The integration of these physically meaningful features significantly enhances the robustness of the classification framework, particularly in addressing the limitations of single-source data. Frequent rainy and cloudy weather in tropical regions causes data gaps in optical images, but the all-weather observation capability of Sentinel-1 SAR data can overcome this limitation. Specifically, the sensitivity of its polarimetric features to the “thick trunk and sparse canopy” structure of coconut palms, combined with the physiological features captured by Sentinel-2 optical data, forms dual “structural–physiological” constraints. This effectively alleviates the problem of spectral confusion between coconut palms and evergreen vegetation. Notably, Figure 5 reinforces the irreplaceable role of textural features in this complementarity: via its UAV ground truth (Figure 5a–c) and quantitative texture data (Figure 5d), the comparison of coconut palms, betel nut palms, and rubber trees shows that NIR_asm and NIR_contrast directly reflect canopy structural differences (e.g., coconut palms’ sparse pinnate canopy vs. betel nut palms’ dense fine foliage). These texture metrics fill the gap where spectral indices or SAR parameters fail to distinguish morphologically similar species, further reducing misclassification caused by overlapping signals [10]. In the specific context of Scheme 3 (Texture and Topographic Features), classification performance was largely driven by texture variables. Given the relatively flat terrain of the study area, topographic parameters served mainly as auxiliary environmental constraints, whereas texture features provided critical micro-scale structural information independent of spectral reflectance. This observation is consistent with the general principle of advantage complementarity in multi-source remote sensing, whereby each data type contributes distinct and non-redundant information in complex vegetation environments. Moreover, this study focuses on the biological characteristics of coconut palms through feature selection, making the synergistic effect more species-specific.
Comparisons with existing state-of-the-art studies further clarify the tangible improvements offered by this framework. Previous large-scale coconut mapping efforts, such as the global map produced by Descals et al. [17], predominantly relied on deep learning techniques applied to high-resolution satellite imagery. While their approach excels in identifying visual patterns of coconut crowns in cloud-free mosaics, it remains susceptible to the persistent cloud cover typical of tropical monsoon regions and lacks sensitivity to internal physiological traits.
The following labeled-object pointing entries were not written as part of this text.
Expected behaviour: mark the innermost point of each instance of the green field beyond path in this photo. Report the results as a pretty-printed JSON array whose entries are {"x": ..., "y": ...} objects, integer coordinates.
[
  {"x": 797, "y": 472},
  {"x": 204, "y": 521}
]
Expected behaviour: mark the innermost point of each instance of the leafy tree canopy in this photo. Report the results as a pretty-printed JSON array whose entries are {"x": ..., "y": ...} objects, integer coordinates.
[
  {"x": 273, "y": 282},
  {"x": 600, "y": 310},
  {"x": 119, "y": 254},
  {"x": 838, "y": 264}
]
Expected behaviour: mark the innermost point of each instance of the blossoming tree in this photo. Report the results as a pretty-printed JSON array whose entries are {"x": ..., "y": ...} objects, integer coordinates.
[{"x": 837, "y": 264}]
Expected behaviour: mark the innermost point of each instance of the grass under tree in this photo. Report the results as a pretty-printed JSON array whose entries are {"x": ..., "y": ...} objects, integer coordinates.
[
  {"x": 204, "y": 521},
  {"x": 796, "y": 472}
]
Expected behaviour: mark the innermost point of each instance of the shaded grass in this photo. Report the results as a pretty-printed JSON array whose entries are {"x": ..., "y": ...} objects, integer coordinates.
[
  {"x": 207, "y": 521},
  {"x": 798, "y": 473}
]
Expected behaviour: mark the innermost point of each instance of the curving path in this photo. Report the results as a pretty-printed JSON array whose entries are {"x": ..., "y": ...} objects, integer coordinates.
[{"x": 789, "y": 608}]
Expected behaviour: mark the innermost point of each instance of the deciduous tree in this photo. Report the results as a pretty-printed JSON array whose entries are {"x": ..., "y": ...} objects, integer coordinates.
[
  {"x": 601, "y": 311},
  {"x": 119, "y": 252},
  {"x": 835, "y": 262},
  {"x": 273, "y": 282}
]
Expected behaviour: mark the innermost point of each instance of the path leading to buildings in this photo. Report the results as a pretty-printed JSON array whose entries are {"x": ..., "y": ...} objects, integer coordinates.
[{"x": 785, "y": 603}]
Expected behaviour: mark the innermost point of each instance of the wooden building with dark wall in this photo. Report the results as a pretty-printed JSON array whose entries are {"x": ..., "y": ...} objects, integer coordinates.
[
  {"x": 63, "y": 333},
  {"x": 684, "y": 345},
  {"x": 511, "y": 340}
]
In contrast, our proposed framework integrates active microwave sensing (SAR) and biochemical vegetation indices (CWI, GCI), which operate independently of visual spectral bands. By incorporating SAR data that penetrates cloud cover and spectral indices sensitive to canopy water and chlorophyll content, our method demonstrates superior robustness in distinguishing coconut palms from morphologically similar species like betel nut trees, even under conditions where visual RGB features might be ambiguous or unavailable. This suggests that incorporating multi-source “structural–physiological” features offers a more reliable pathway for species-specific monitoring in complex tropical environments than relying on optical geometric features alone.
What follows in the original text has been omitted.